Cheese, that which is cliche, corny, sentimental, and all other vague no-nos subject to interpretation. “Saint Judas” by James Wright, one of my favorite poems, tip toes on cheesiness with lines which I’ve strike-thoughed:
When I went out to kill myself, I caught
A pack of hoodlums beating up a man.
Running to spare his suffering, I forgot
My name, my number, how my day began,
How soldiers milled around the garden stone
And sang amusing songs; how all that day
Their javelins measured crowds; how I alone
Bargained the proper coins, and slipped away.

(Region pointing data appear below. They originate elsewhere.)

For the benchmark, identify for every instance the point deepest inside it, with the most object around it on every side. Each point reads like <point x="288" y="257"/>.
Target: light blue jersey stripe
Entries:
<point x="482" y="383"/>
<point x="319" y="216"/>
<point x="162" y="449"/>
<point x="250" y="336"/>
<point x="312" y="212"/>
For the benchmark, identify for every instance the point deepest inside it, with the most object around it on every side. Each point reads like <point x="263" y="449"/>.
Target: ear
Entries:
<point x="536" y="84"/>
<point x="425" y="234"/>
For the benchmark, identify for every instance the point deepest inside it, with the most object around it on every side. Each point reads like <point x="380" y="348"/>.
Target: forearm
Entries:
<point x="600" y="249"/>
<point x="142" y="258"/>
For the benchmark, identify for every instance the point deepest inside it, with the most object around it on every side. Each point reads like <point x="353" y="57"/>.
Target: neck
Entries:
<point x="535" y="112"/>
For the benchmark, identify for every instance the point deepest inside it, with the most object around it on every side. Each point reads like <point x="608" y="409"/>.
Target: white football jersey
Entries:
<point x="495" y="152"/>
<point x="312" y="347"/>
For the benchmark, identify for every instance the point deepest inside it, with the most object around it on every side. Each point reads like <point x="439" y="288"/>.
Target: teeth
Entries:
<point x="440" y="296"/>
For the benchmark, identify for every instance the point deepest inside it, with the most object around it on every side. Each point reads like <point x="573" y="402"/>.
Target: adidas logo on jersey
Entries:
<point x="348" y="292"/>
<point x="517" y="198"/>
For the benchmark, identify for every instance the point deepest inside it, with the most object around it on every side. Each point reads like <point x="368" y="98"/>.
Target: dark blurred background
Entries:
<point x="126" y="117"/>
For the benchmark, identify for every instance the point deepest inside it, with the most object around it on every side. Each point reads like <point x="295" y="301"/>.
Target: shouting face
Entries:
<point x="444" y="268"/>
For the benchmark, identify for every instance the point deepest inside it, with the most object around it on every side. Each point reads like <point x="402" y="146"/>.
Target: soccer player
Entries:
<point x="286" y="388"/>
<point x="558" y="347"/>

Banished from heaven, I found this victim beaten,
Stripped, kneed, and left to cry. Dropping my rope
Aside, I ran, ignored the uniforms:
Then I remembered bread my flesh had eaten,
The kiss that ate my flesh. Flayed without hope,
I held the man for nothing in my arms.
“Banished from heaven,” “in my arms,” “left to cry,” and “to spare his suffering” reek of some Smashing Pumpkins song. You can always measure how little one has suffered by how much they glorify it — mascara running down the cheek was probably bought at the mall. However, the pain and humanity in “Saint Judas” do seem cloying, and I would prefer my restrained sans strike-throughed version. When writing, I’m constantly asking myself “is this cheesy?” I often wonder, is the fear of cheese nothing more than the flinches of a tired and wounded postmodern psyche? Or are cliches, originally awesome, simply overspent with time? I don’t know; I just know I don’t want any hugs or tears in my Saint Judas.
The hardened heart is a mysterious creature; our time is one of emotional stinginess. If it smells fishy, goat cheese and dill won’t hurt. Literature, like food, may just be a matter of taste — though cheese is a blurry line. The brain has two eyes attached at the front; the heart, blind, only has nipples. Nobody wants to be cheesy — it’s just so hard to stay sharp, brie brave, not get feta up, and wish for gouda luck.